The opening concert of Singapore Chinese Orchestra’s 2024-25 season, led by principal conductor Quek Ling Kiong, was nothing short of spectacular. True to its credo of being the “people’s orchestra”, SCO’s exploration of trans-cultural genres immediately bore fruit with its collaboration with 2023 Cultural Medallion recipient Osman bin Abdul Hamid.
The Malay dancer-master’s Era Dance Theatre (EDT) took centrestage in a choreographed performance of SCO composer-in-residence Wang Chenwei’s The Sisters’ Islands (2006), his award-winning symphonic poem based on a well-known Malay legend. The music’s deft use of lilting asli, zapin dances and the pelog scale made it eminently suitable for choreography.
Seventeen dancers soon filled the aisles and stage, reenacting the graceful sashays of the eponymous sisters and villagers, before them being forcibly abducted by pirates. The playful and later angst-filled movements echoed the dramatic programme music, adding a further dimension to an already vividly detailed score.
The sisters’ immortalisation as the island pair in the Straits of Singapore was represented with both dancers held aloft high above the orchestra as the music reached its climax.
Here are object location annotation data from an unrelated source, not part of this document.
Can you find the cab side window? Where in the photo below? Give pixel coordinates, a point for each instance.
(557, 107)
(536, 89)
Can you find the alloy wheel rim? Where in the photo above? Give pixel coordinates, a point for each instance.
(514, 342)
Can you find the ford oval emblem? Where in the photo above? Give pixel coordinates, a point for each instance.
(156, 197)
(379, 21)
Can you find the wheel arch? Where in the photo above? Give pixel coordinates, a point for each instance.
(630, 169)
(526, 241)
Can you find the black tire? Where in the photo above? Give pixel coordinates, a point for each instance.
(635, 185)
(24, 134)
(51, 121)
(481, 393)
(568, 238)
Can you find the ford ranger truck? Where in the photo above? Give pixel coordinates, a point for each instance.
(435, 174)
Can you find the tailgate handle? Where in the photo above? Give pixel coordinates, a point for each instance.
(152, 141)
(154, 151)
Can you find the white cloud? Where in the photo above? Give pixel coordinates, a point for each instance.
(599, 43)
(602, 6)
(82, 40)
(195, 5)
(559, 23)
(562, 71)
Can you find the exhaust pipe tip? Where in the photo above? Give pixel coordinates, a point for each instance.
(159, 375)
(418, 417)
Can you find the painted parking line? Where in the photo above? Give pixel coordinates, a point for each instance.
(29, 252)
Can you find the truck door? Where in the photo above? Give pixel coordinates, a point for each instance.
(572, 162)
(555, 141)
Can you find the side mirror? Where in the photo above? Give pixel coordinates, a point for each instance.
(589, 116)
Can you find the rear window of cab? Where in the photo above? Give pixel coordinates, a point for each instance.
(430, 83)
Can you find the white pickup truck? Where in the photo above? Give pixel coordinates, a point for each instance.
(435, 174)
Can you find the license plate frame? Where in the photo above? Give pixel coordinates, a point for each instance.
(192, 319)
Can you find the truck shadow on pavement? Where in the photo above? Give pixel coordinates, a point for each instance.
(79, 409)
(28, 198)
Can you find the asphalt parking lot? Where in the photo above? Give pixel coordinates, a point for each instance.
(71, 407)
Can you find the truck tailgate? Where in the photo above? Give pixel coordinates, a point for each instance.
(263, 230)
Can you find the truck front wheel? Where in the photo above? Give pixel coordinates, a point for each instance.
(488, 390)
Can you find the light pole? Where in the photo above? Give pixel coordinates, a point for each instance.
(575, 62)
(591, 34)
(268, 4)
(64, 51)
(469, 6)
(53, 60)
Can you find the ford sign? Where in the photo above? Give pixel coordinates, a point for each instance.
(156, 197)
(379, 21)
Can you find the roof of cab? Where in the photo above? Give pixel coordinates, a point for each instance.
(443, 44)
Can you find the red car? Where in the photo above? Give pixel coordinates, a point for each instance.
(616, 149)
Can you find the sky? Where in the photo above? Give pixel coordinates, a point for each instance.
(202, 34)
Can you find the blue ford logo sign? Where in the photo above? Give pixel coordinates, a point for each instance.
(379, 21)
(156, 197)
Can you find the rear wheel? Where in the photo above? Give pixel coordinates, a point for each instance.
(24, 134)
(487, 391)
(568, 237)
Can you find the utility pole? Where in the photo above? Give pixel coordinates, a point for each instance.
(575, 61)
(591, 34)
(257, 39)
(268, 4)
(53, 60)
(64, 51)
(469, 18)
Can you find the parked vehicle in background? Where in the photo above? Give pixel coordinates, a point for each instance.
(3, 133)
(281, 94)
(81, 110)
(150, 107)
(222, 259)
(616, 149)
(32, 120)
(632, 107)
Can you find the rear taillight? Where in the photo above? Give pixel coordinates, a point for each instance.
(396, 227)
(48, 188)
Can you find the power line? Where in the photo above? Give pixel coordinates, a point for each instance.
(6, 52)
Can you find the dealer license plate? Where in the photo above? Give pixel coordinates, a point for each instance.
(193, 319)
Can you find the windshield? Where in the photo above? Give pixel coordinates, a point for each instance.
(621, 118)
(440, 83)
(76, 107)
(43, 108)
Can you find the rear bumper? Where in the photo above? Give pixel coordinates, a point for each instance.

After this impressive showing, it is now almost impossible to hear this music without reimagining the dance moves.
Also involving EDT was a sole veiled dancer in Chung Yiu-Kwong’s Girl From Kroran, a single-movement yangqin concerto with SCO principal Qu Jianqing as soloist. Kroran was an ancient kingdom along the Silk Road which suddenly disappeared during the Fourth Century A.D., and the music was distinctly Central Asian with its Arabic influences.
The dancer soon unveiled, performed several dervish-like pirouettes before hightailing offstage, just as the pace escalated alarmingly into terminal velocity. Then the super-virtuoso in Qu took over, stealing the stage by romping through the high-risk high-stakes score completely from memory. Any misplaced note would have spelt disaster, but the adrenaline-fueled soloist and turbo-charged ensemble gloriously prevailed.
The balance of this very well-structured programme, graced by President and Mrs Tharman Shanmugaratnam, also had much to recommend. Beginning the evening was Jiang Ying’s Impressions of Chinese Music: Daqu, the movement’s title translating into Big Composition. This sumptuous score, opening with a lovely guan solo, resembled film music, and its well-sustained waves of sound approximated that of a Western symphony orchestra.
Following this was Peng Xiuwen’s Flowing Water, essentially a river portrait tracing the origins of the mighty Yangtze from trickling droplets (guzheng), limpid streams (lyrical huqins) to soaring waves before concluding in harmonious peace.
The concert closed with the two movements of Liu Changyuan’s Symphony of Sizhu. Jiangnan Sizhu is the beloved tradition of “silk and bamboo”, delighting in the finery of lush string (silk) and wind (bamboo) playing. Its beauty was captured in a intimate moment when Yu Jia’s pipa, Huang Guifang’s sanxian and Zhao Jianhua’s erhu were given free rein to express themselves.
The conclusion work’s animated conclusion was so well received that it was encored, with the audience encouraged to hum along its big tune before its grand apotheosis. Little wonder why this season opener closed in brimming high spirits.